By Julissa Roberts, associate food editor

June 27th, 2012

From Fine Cooking #118, p. 88
by Juli Roberts and Shelley Wiseman

We use many terms to indicate how hot and active we want water or other liquids to be during cooking. Here are some of the most common terms and what they mean.

A bare simmer is characterized by a couple of small bubbles breaking through the surface every 2 to 3seconds in different spots. It's often used for slow-cooked clear stocks, which would become cloudy with too much agitation.

A simmer (top left) is identified by pockets of fine but constant bubbling that give off occasional wisps of steam. It's ideal for mingling flavors while proteins like meat or beans gently cook until tender.

A vigorous simmer/gentle boil is indicated by more constant small bubbles breaking the surface of the liquid, with frequent wisps of steam, and by larger bubbles beginning to rise. It's perfect for thickening a liquid into a sauce without the splattering that boiling might create.

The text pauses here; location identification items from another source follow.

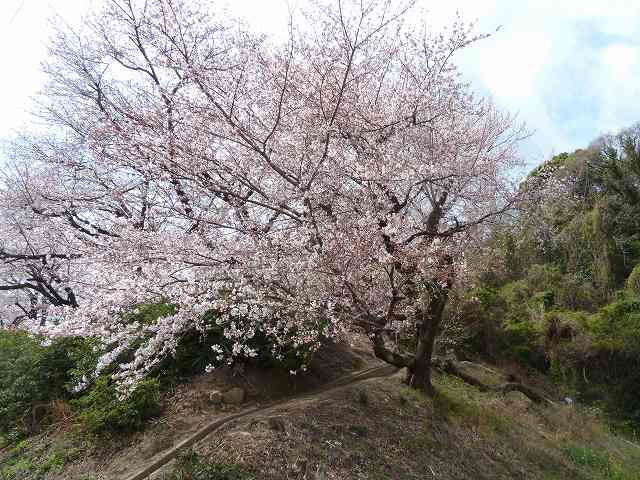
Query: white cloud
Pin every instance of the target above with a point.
(570, 68)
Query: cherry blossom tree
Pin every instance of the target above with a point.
(300, 189)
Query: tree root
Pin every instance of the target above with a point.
(451, 367)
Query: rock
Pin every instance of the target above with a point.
(157, 445)
(215, 397)
(235, 396)
(518, 400)
(277, 424)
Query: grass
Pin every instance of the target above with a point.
(191, 466)
(600, 462)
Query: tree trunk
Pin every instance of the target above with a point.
(419, 374)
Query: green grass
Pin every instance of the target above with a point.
(192, 466)
(600, 462)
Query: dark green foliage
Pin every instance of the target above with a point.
(633, 282)
(102, 412)
(31, 376)
(191, 466)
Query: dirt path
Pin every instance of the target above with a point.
(166, 457)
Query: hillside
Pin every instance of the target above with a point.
(371, 429)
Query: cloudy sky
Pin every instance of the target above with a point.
(569, 68)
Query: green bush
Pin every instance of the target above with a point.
(102, 412)
(31, 376)
(633, 282)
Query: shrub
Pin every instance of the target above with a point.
(633, 282)
(31, 376)
(102, 412)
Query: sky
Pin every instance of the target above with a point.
(570, 69)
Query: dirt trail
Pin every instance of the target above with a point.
(167, 456)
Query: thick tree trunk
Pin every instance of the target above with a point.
(419, 374)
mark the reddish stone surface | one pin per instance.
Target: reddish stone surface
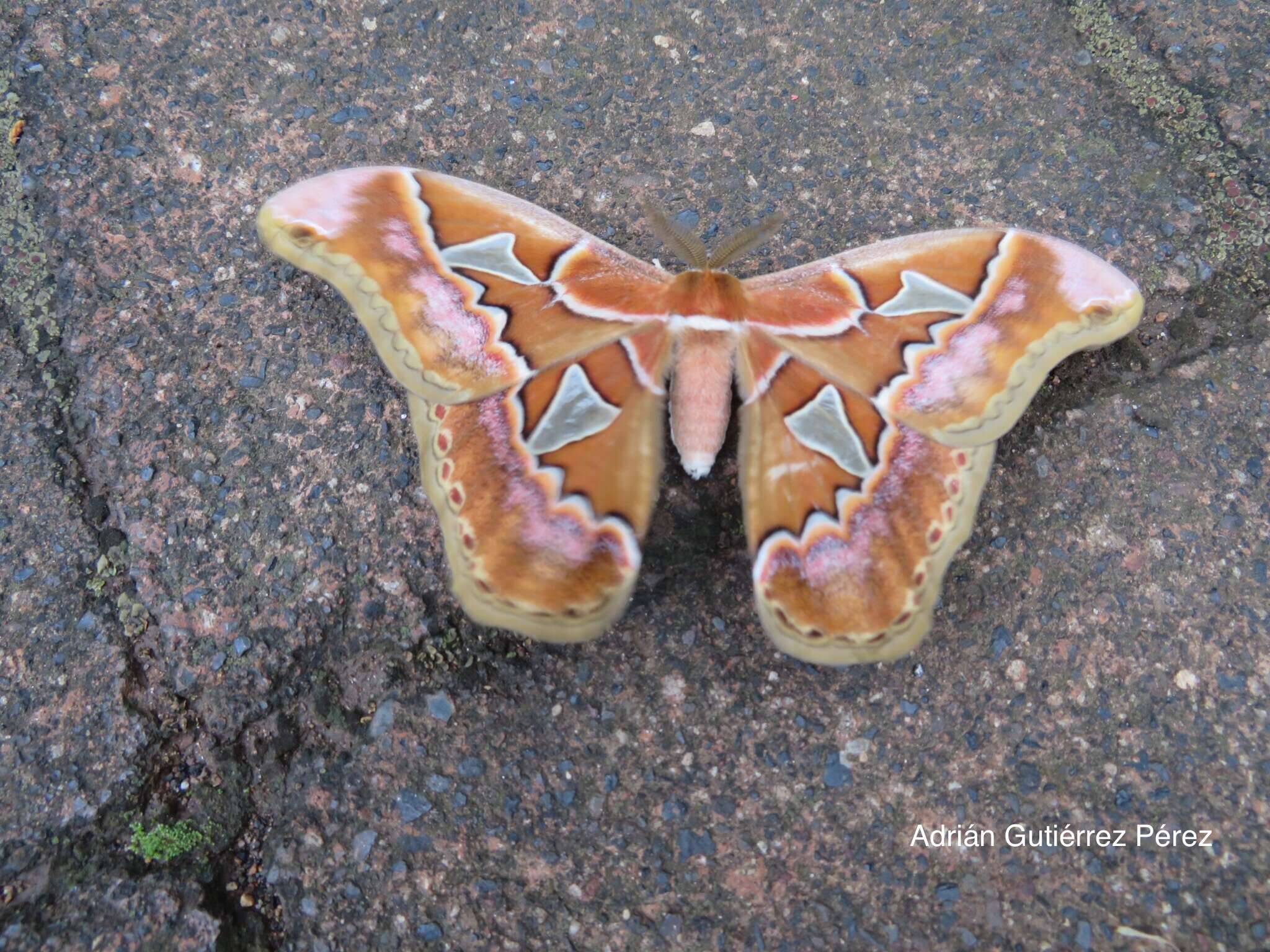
(276, 655)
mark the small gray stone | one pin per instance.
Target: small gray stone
(383, 719)
(440, 706)
(412, 806)
(429, 932)
(362, 844)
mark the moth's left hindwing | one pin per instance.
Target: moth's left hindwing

A boil occurs when large bubbles come from the bottom of the pot and quickly rise to the surface, producing constant steam. At sea level, the boiling point is 212°F; at high altitudes, liquids boil at lower temperatures due to a change in atmospheric pressure. Vegetables, particularly root vegetables, are often boiled until tender.

A rolling boil (top right) is a vigorous state of maintained boiling in which large bubbles erupt continuously on the surface of the liquid and cannot be disrupted by stirring or adding ingredients. Clouds of steam roll off the surface of the water, and the boil is audible. A rolling boil is used for cooking pasta and blanching green vegetables to help them maintain their color.